The natural course of AAA is characterized by progressive structural deterioration of the aortic wall associated with a gradual expansion of the aneurysm by about 10% per year  and eventual rupture.
All aneurysms do not rupture at the time of diagnosis, about 80% of the aneurysms are asymptomatic, 15% are symptomatic, and 5% are broken. In fact, rupture is the most serious complication, since it results in death in almost 50% of patients who come to life in hospital .
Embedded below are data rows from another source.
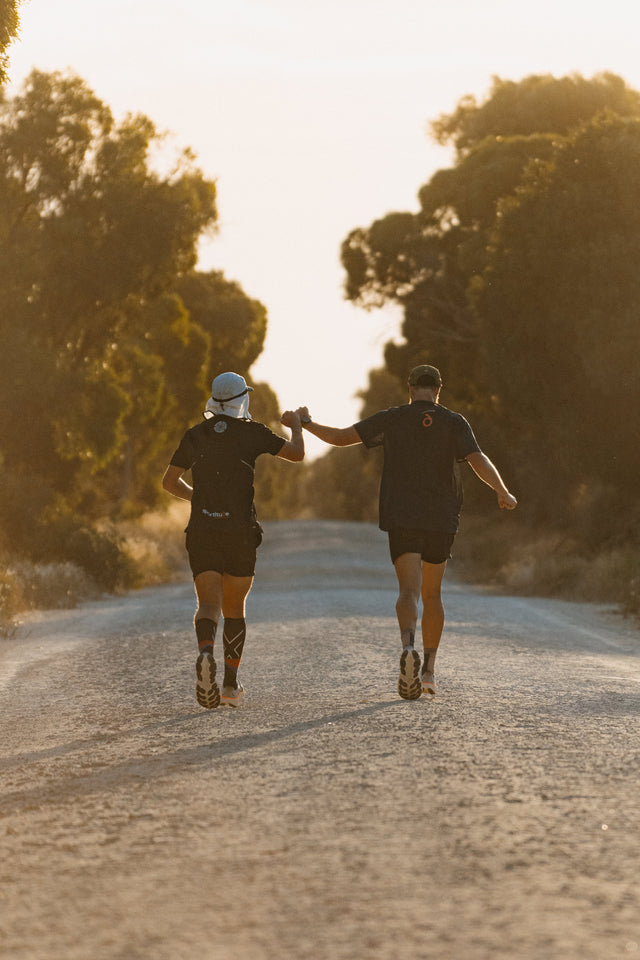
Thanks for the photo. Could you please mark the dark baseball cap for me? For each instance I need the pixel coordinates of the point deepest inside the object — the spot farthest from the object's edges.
(430, 374)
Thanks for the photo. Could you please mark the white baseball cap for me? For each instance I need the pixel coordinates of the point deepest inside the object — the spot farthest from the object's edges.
(229, 386)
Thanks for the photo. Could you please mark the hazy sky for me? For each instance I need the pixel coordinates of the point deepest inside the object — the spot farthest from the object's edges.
(312, 118)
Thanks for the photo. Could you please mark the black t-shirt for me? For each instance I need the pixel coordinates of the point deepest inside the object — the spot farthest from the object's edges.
(421, 485)
(221, 453)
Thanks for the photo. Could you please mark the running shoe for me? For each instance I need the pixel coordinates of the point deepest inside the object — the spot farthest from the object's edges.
(409, 685)
(232, 696)
(207, 690)
(428, 682)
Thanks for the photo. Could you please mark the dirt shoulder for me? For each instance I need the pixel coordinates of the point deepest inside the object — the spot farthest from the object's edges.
(327, 818)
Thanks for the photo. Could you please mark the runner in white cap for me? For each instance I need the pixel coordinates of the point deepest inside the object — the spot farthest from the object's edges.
(223, 533)
(420, 503)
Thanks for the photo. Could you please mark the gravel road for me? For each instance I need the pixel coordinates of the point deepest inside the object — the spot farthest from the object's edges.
(326, 818)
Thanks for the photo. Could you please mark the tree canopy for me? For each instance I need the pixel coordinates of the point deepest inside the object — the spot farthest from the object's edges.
(517, 277)
(9, 23)
(109, 337)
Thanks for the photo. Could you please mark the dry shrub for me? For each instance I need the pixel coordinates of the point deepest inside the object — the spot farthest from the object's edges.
(41, 586)
(154, 543)
(49, 586)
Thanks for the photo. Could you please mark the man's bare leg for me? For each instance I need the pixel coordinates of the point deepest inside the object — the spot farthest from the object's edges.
(432, 620)
(409, 574)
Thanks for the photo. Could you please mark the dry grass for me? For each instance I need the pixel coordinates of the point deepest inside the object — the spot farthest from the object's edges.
(535, 563)
(154, 543)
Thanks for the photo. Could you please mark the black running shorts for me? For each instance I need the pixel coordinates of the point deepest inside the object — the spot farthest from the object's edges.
(223, 551)
(432, 545)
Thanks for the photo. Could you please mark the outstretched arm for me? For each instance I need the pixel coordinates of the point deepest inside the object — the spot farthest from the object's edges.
(292, 449)
(483, 468)
(336, 436)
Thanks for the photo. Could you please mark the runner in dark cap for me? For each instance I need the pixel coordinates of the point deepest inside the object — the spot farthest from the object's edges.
(420, 503)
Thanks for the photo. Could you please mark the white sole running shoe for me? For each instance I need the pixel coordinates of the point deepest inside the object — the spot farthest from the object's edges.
(207, 690)
(409, 685)
(429, 683)
(232, 696)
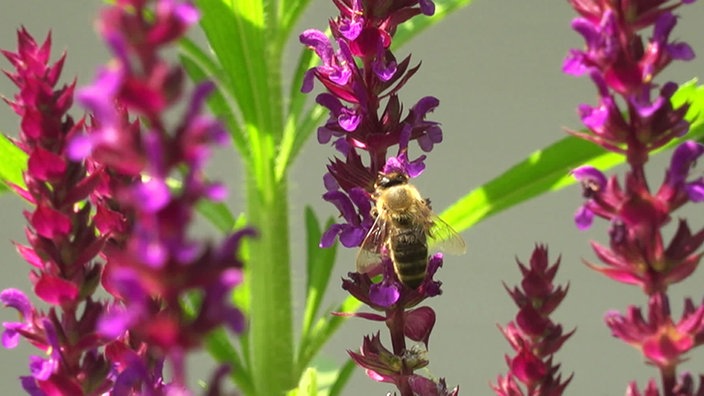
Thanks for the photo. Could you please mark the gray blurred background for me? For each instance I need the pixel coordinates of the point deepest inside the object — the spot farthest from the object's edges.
(495, 66)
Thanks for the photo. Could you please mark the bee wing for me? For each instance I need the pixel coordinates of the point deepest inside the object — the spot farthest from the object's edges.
(442, 237)
(369, 254)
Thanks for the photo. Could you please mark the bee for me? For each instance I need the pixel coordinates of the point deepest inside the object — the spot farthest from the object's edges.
(405, 229)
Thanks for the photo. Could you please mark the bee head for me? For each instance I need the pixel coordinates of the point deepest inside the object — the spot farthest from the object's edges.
(389, 180)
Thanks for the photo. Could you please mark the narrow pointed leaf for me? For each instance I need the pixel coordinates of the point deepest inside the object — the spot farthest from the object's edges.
(308, 384)
(201, 67)
(318, 268)
(218, 214)
(548, 169)
(323, 329)
(237, 33)
(219, 346)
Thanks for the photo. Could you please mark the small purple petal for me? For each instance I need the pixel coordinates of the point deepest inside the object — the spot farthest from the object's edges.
(695, 191)
(187, 13)
(351, 28)
(349, 119)
(115, 321)
(583, 218)
(416, 167)
(591, 175)
(681, 51)
(15, 298)
(340, 75)
(384, 295)
(152, 195)
(41, 369)
(352, 236)
(593, 118)
(319, 42)
(427, 7)
(80, 147)
(330, 182)
(574, 64)
(308, 78)
(29, 384)
(11, 337)
(328, 237)
(384, 72)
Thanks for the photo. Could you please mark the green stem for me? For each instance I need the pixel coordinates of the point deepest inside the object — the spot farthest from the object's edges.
(271, 327)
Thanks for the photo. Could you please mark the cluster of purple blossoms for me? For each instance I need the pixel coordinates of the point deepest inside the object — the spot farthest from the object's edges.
(62, 240)
(533, 335)
(158, 180)
(124, 191)
(623, 68)
(362, 78)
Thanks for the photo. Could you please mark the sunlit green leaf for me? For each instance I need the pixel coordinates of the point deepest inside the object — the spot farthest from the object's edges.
(14, 162)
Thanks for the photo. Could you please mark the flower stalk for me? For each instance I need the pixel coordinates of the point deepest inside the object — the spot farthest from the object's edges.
(533, 334)
(630, 121)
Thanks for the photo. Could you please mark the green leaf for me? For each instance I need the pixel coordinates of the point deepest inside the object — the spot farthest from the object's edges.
(323, 329)
(294, 135)
(14, 162)
(308, 385)
(412, 27)
(548, 169)
(218, 214)
(219, 346)
(201, 67)
(319, 267)
(291, 11)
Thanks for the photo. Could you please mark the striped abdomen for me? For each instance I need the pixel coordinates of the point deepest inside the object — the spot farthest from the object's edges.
(409, 253)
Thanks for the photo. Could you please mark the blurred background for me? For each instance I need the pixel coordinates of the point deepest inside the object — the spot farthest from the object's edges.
(495, 66)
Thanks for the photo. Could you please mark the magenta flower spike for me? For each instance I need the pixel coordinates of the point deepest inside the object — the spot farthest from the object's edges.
(62, 240)
(155, 179)
(533, 335)
(362, 78)
(634, 117)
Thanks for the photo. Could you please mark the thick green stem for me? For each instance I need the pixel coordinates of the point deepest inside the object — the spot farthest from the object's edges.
(271, 328)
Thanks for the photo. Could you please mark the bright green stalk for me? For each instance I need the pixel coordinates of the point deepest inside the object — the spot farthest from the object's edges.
(271, 328)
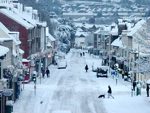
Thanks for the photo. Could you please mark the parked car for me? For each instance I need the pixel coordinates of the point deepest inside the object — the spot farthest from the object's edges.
(62, 64)
(102, 71)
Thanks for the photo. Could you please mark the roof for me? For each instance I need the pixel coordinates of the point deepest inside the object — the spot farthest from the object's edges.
(4, 35)
(3, 50)
(16, 18)
(136, 27)
(118, 43)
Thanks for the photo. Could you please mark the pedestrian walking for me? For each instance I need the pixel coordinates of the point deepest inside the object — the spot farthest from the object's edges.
(109, 92)
(86, 68)
(147, 90)
(80, 54)
(83, 53)
(47, 72)
(134, 85)
(43, 72)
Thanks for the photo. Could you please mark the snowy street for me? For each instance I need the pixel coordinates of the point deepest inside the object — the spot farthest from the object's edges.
(75, 91)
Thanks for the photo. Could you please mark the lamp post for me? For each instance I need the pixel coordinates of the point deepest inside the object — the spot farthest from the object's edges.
(109, 50)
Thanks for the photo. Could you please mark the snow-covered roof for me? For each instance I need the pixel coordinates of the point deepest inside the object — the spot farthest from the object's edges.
(3, 50)
(136, 27)
(16, 18)
(118, 43)
(78, 33)
(105, 30)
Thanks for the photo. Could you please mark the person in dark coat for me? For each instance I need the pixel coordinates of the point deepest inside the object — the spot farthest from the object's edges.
(147, 90)
(86, 68)
(134, 85)
(109, 92)
(47, 72)
(43, 72)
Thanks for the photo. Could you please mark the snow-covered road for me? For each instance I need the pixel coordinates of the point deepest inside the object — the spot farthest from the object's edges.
(70, 89)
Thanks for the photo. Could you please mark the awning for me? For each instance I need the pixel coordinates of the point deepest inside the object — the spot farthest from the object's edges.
(3, 50)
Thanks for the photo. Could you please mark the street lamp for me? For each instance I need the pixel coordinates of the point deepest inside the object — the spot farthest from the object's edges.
(109, 50)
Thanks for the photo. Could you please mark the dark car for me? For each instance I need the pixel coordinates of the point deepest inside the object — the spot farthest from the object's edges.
(102, 71)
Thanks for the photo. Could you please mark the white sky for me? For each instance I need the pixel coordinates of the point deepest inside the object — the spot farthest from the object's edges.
(73, 90)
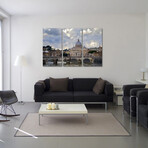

Three treatment options are available to patients with AAA: open surgery, endovascular repair, or optimized medical treatment (active surveillance and risk factor control). The choice of one or the other of the options depends on the patient’s state of health (age, general condition and life expectancy), eligibility for open surgery, AAA characteristics (height, pace growth and morphology) and symptomatology. Although the traditional treatment of AAA greater than 5 cm is mainly surgical, medical treatment to slow down its growth rate is being studied more and more [12-15]. In our patient we have initiated a drug treatment based on a beta blocker non-cardio selective type Atenolol 50 mg per day and a statin type Atorvastatin 40 mg per day pending surgery. In our environment, cardiovascular surgery is a real stumbling block in the management of cardiovascular diseases like this one.
Aneurysm of the abdominal aorta is a pathology rarely diagnosed in our environment and yet frequently associated with atheroma risk factors. It must be suspected in front of a pulsatile abdominal mass to be confirmed by abdominal ultrasound. Thus, the ideal treatment remains surgical.